From a completely different angle, Itzhaki has spent almost 30 years exploring the concept that AD is caused by a herpes virus, especially herpes simplex virus type 1 (HSV1).⁷ She proposes that HSV1 is a major contributory factor for AD, and that it enters the brains of elderly people as their immune system declines with age. It then establishes a latent (dormant) infection, from which it is reactivated by events such as stress, a reduced immune system and brain inflammation induced by infection by other microbes.

Mitochondrial dysfunction as a cause of AD is also receiving increasing attention. There is in fact a large body of evidence supporting the hypothesis that mitochondrial dysfunction plays a central role in AD.⁸ This dysfunction is not just isolated to neurons. Transmission of AD risk is preferentially found in maternal inheritance, and our mitochondria are inherited from our mothers.

The following case illustrates the principle of approaching dementia and age-related cognitive decline as a disease mosaic dictating a multifactorial strategy.

Case History

Female patient aged 74 years presented with her husband after recently being diagnosed by a neurologist as suffering from AD. Her Mini-Mental State Exam (MMSE) score was 22 out of 30, indicating mild dementia. Blood test results noted triglycerides at 1.1 mmol/L, total cholesterol 6.8 mmol/L, LDL cholesterol 4.6 U/L, T4 14.6 pmol/L, TSH 1.7 mIU/L and vitamin D 63 nmol/L, with nothing else of note from a standard biochemistry panel. She was not taking any conventional medication.

Treatment Plan

My 5-point microcirculation diet was recommended, together with a lower inflammatory diet (somewhat like the Mediterranean diet). A vitamin D3 spray was instituted, and a few months later 30 g of medium chain triglycerides a day.

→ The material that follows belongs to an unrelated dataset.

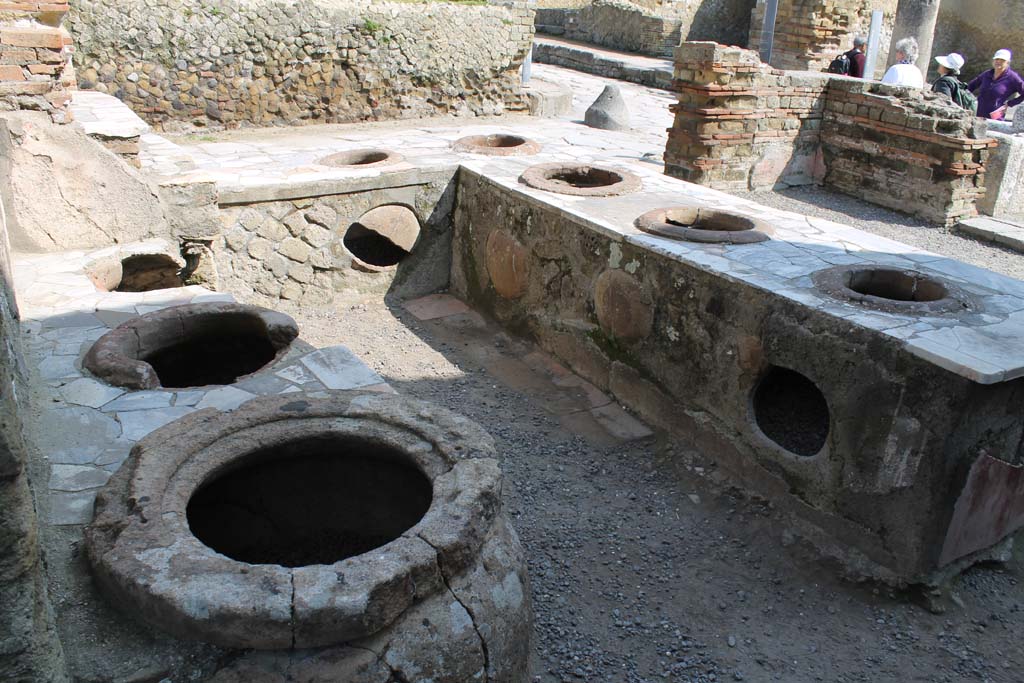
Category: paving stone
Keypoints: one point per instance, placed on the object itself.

5-point Microcirculation Diet Boost dietary nitrate: green leafy vegetables, but especially beetroot as juice or supplement Increase cocoa intake: 85-90% chocolate, 20g / day Increase berry anthocyanin intake: 50 to 100g / day of blueberries, strawberries, raspberries and blackberries Fresh crushed-raw garlic: ½ to 1 clove / day Increase herbs and spices: especially Green Tea (3 – 4 cups / day), Turmeric and Ginger

The following were prescribed with the aims of supporting mitochondrial function, lowering neuroinflammation, lowering herpes viruses, providing neuroprotection and improving cognitive function:

A joint formula with boswellia (Boswellia serrata) at 2 tablets per day (for both osteoarthritis and neuroinflammation)

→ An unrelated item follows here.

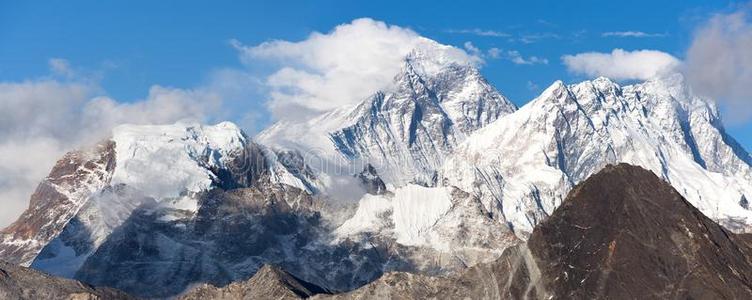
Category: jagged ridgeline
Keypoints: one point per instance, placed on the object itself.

Standardised ginkgo (Ginkgo biloba) tablets (3g of leaf) at 3 twice a day

Ubiquinol at 300 mg per day

Omega-3 1000 mg concentrate capsules at 2 per day

A herbal formula with St John’s Wort (Hypericum perforatum), schisandra (Schisandra chinensis), saffron (Crocus sativus) and skullcap (Scutellaria lateriflora) at 3 tablets a day

A herbal formula with bacopa (Bacopa monnieri), schisandra, siberian ginseng (Eleutherococcus senticosus) and rosemary (Rosmarinus officinalis) essential oil at 4 tablets a day

And three powders mixed together twice a day: N acetylcysteine; a magnesium powder with acetyl-L-carnitine and B vitamins: and another powder with rhodiola (rhodiola rosea), saffron, acetyl-L-carnitine, tyrosine and B vitamins.

Note that because the patient had a good amount of turmeric in her diet, bioavailable curcumin was not prescribed, being reserved as a later option.

Follow-Up

After 6 months this patient was doing well, in large part because her husband has ensured her good compliance with the above regime. On a visit to her neurologist her MMSE score was assessed at 24, and the specialist described her dementia as “arrested”.

Treatment is ongoing, with her situation remaining stable.